Our next question comes from Yale Jen with Laidlaw & Company.

As well as add my congrats to the -- this milestone for your lead product. Press release as well as your script statement earlier, that you have 30 individuals in New Zealand and up to 12 in the United States. Are they all healthy volunteers? What might be the number of patients and OTC patients you may contemplate for the study later on?

Yes. The number 30 references the healthy volunteer trial in New Zealand and the number 12 or the up to 12 is OTC deficient patients here in the U.S.

Okay. So they probably will -- in terms of U.S. patients that at least they will get into the study potentially with maybe the first few single ascending dose has been done in the New Zealand and maybe even some multiple dosing has been done in New Zealand as well, is that right?

I believe you're asking this -- I may need you to restate the question.

In terms of in the U.S. for the OTC patients, their study, I know it started in the third or fourth quarter, which, by that time, some of the single ascending dosing as well as some potentially multiple ascending dosing study has been done. Will that be the case?

I'll just correct you. Yes, this is Pad. That's partially correct. So yes, we are conducting a single ascending dose in healthy volunteers, and that data should come in before we start the -- some of the patient studies. But we're not doing any multi-dose studies in volunteers, we're just doing single dose.

Okay, great. That's clear. That's useful. And maybe a question about the COVID-19 vaccine. 2 questions here. Number one, given that you mentioned that you could generate up to, I guess, 20 grams of vaccine, which could be useful up to a million patients, would that be the case that you guys could continue to have this production capacity that any potential partners you need outside of Singapore will be purely for marketing and sales, and you guys can control the manufacturer side of the operation?

Yes. Obviously, this gives us a wonderful opportunity to be able to participate. As we announced earlier in all the stockpiling situation, we can't give you any confirmation that we will be involved. But there are numerous companies that are participating in the stockpiling. But at least share with you that we had some doses that we can participate in the stockpiling if the opportunity presents itself. Hopefully, that will help. You'll appreciate the situation, it's very fluid. But we're certainly doing anything we can to help governments and various foundations that are trying to be proactive in this pandemic and certainly understand the situation. So hopefully, that helps. And we'll give you more detail with respect to our dosing in the coming months, and that will hopefully give you a chance to crystallize what hopefully we can do for various countries.
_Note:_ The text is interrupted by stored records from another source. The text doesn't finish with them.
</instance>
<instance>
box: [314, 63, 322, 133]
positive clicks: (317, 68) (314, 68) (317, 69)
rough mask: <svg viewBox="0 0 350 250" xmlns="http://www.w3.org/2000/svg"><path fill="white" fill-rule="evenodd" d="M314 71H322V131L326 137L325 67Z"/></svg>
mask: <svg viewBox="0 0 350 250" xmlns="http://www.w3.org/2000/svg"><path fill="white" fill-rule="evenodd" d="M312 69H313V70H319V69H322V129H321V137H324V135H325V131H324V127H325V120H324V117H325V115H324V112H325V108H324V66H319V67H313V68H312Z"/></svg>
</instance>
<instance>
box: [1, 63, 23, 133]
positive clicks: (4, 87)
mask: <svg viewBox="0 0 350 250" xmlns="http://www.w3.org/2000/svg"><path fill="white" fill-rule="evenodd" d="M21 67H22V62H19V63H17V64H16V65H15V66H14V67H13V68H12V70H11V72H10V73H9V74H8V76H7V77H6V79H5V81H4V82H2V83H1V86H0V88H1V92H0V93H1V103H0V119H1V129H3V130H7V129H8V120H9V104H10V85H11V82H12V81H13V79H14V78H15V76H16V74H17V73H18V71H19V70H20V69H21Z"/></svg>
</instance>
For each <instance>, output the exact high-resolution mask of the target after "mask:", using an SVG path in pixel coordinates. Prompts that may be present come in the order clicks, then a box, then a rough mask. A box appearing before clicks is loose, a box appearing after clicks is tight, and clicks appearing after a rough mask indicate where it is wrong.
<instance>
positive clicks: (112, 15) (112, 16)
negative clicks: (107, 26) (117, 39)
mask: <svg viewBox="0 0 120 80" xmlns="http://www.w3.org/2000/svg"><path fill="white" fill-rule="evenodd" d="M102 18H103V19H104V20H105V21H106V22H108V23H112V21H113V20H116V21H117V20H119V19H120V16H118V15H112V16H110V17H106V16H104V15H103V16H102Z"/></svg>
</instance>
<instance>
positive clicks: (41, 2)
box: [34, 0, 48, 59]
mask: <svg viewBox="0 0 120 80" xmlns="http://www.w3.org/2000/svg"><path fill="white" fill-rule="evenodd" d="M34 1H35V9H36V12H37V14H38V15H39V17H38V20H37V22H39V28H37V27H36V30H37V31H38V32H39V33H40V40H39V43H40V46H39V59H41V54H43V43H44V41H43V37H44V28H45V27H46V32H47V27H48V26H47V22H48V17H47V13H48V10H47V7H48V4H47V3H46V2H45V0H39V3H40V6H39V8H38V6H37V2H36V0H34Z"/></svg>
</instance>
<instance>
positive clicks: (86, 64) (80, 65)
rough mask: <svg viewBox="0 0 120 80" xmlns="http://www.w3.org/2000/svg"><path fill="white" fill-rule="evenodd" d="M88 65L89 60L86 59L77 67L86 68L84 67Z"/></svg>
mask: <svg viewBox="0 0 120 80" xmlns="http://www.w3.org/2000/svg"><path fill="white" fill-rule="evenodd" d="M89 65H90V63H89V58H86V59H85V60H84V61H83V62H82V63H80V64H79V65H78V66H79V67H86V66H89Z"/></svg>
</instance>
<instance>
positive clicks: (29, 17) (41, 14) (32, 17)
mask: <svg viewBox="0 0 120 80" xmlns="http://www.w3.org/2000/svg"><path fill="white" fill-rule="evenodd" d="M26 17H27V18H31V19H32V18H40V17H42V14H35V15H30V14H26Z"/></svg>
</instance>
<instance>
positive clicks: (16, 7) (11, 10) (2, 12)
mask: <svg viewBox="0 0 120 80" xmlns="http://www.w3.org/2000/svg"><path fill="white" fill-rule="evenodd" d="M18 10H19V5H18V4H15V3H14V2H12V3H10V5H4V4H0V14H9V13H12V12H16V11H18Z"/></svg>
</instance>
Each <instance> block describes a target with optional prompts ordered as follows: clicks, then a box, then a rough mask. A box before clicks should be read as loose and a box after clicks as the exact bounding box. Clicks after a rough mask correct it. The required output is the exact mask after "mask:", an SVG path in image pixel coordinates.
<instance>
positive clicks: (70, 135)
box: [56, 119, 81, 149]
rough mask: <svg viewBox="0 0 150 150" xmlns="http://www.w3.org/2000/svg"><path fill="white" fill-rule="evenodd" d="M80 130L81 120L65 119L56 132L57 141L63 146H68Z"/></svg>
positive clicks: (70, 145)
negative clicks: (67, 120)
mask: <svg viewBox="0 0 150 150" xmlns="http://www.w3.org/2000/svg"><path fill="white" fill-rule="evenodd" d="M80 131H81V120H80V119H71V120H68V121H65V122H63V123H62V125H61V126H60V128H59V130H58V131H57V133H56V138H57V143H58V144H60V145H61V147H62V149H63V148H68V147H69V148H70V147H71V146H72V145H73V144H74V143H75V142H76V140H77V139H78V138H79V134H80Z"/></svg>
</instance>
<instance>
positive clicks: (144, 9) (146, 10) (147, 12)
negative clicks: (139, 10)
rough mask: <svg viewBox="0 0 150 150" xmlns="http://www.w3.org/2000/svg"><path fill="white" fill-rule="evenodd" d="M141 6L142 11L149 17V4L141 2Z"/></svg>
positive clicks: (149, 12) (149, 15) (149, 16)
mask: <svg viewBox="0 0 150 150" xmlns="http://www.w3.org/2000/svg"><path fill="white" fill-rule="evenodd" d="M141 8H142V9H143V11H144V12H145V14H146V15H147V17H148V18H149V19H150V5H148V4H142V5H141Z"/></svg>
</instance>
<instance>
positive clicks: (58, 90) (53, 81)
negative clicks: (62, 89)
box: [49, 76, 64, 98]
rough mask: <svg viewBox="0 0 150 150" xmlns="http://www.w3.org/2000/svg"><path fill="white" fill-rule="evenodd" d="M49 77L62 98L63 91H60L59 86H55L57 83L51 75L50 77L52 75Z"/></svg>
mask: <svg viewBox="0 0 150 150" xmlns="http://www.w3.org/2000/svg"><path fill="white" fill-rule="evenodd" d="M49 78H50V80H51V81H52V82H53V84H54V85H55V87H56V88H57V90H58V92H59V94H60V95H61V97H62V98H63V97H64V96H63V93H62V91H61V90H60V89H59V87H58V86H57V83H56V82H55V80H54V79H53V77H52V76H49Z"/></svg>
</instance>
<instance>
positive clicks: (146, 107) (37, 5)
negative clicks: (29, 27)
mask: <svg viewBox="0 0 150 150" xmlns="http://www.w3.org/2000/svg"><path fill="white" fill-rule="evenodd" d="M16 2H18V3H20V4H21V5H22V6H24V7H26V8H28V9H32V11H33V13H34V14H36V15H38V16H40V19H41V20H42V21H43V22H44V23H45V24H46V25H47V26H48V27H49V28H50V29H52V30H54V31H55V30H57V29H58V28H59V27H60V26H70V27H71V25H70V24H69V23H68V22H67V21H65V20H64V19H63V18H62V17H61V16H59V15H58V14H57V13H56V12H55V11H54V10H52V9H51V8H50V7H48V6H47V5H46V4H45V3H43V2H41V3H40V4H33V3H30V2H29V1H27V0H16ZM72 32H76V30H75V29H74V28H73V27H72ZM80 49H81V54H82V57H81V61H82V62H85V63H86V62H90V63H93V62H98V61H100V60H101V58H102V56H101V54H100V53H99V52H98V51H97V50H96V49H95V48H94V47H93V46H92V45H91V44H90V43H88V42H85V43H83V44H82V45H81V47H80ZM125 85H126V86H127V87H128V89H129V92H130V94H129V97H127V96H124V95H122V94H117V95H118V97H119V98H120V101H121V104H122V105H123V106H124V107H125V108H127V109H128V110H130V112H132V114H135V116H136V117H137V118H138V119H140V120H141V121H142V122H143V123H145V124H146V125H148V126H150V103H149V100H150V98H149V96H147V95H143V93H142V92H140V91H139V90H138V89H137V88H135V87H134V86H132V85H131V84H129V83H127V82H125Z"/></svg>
And to address the second part of the question, is that the manufacturing process is very scalable for both the drug substance mRNA molecule and the drug product formulation, that process, right? So it's a very scalable process as well.

That's all the time we have for questions today. I will now turn the call back to Joseph Payne for closing remarks.

Hey, thank you, everyone, for listening in, and it was a very active Q&A session afterwards. We appreciate the time. At this point, we're going to close the call. As always, please feel free to reach out for any follow-up questions. Thanks, everyone.

Thank you. This concludes today's call. All parties may disconnect. Have a good day.